Le vendredi 23 août, l’administration du Trésor des États-Unis a lancé une nouvelle vague de sanctions économiques contre des entreprises suspectées de contribuer à l’industrie militaire russe et d’aider les efforts de guerre du Kremlin en Ukraine. Plusieurs filiales de Promtech, un important groupe industriel russe spécialisé dans la création et la fabrication de pièces aéronautiques, spatiales, et de matériel terrestre et marin, ont été spécifiquement visées par les autorités américaines.
Une investigation menée par Le Monde et plusieurs autres médias, le 18 juillet, avait dévoilé les manœuvres de ce groupe pour se fournir en Europe malgré les sanctions internationales. L’enquête avait notamment mis en évidence l’importance de l’ Industrial Technologies Group France (ITGF), une succursale française de Promtech localisée dans les Yvelines, qui s’est pendant des années approvisionnée auprès de fournisseurs européens en composants techniques susceptibles d’être utilisés à des fins militaires, tels que dans des chars, des drones ou des obus.
Suite à l’attaque de l’Ukraine débutée en février 2022, les principales sociétés européennes ont cessé leurs relations avec les entreprises associées à Promtech. Toutefois, le groupe russe a contourné ces restrictions en enregistrant une entreprise en Turquie, Enütek Makina, qui a repris les activités d’ITGF pour poursuivre l’exportation de ces composants vers la Russie.
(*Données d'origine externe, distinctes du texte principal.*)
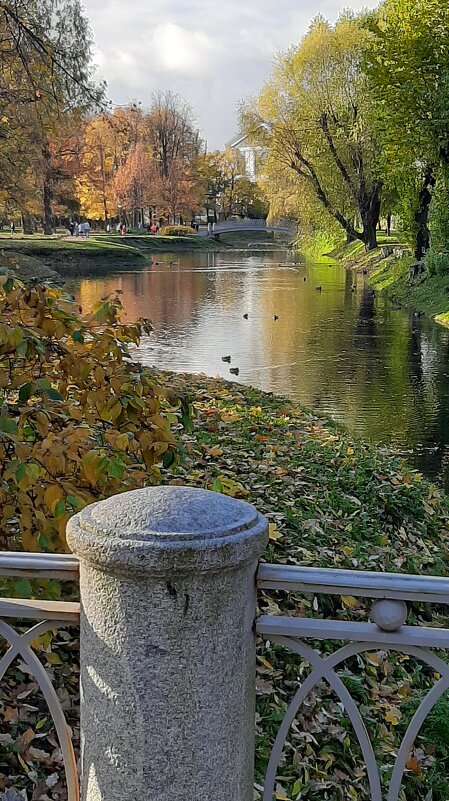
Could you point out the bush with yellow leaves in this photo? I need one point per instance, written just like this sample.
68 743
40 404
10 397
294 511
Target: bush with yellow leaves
79 420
Vers la fin de 2023, les autorités des États-Unis avaient imposé des sanctions à plusieurs entreprises du groupe Promtech, sans viser directement ses filiales en France et en Turquie. Cela a maintenant changé. Confirmant les informations divulguées par Le Monde et ses associés, le département du Trésor soutient qu’ITGF a collaboré avec Promtech pour « approvisionner en composants électriques provenant des États-Unis ou d’ailleurs » et qu’Enütek Makina « a réalisé des centaines d’envois de technologies, y compris des technologies à double usage de haute importance, comme des circuits électroniques intégrés et des condensateurs en céramique, aux filiales de Promtech qui ont été sanctionnées par les États-Unis. ». De plus, les États-Unis ont aussi identifié d’autres entités en Turquie, en Estonie et à Hong Kong soupçonnées d’être des sociétés couvertes pour le groupe russe.
Interrogé par son avocate, Me Amandine Eritzian, le directeur d’ITGF, Igor Reutov, affirme être « dévasté » par ces sanctions, qui le ciblent directement. Ce ressortissant russe, qui vit en France depuis de nombreuses années, prétend avoir rompu ses relations avec Promtech fin 2021 pour se concentrer sur « le marché français ». Il plaide pour une « naïveté (…) lourde de conséquences » face à de « graves manipulations », et renvoie la responsabilité de la création d’Enütek Makina aux nouveaux propriétaires chinois d’ITGF, Xingze Zhou et Li Xinglin, qu’il prétend « n’avoir jamais rencontré[s] ». La publication de l’enquête du Monde et de ses partenaires ayant « déclenché une réaction directe de la part des partenaires d’ITGF, refusant immédiatement de continuer les relations commerciales », ITGF a été dissoute fin juillet.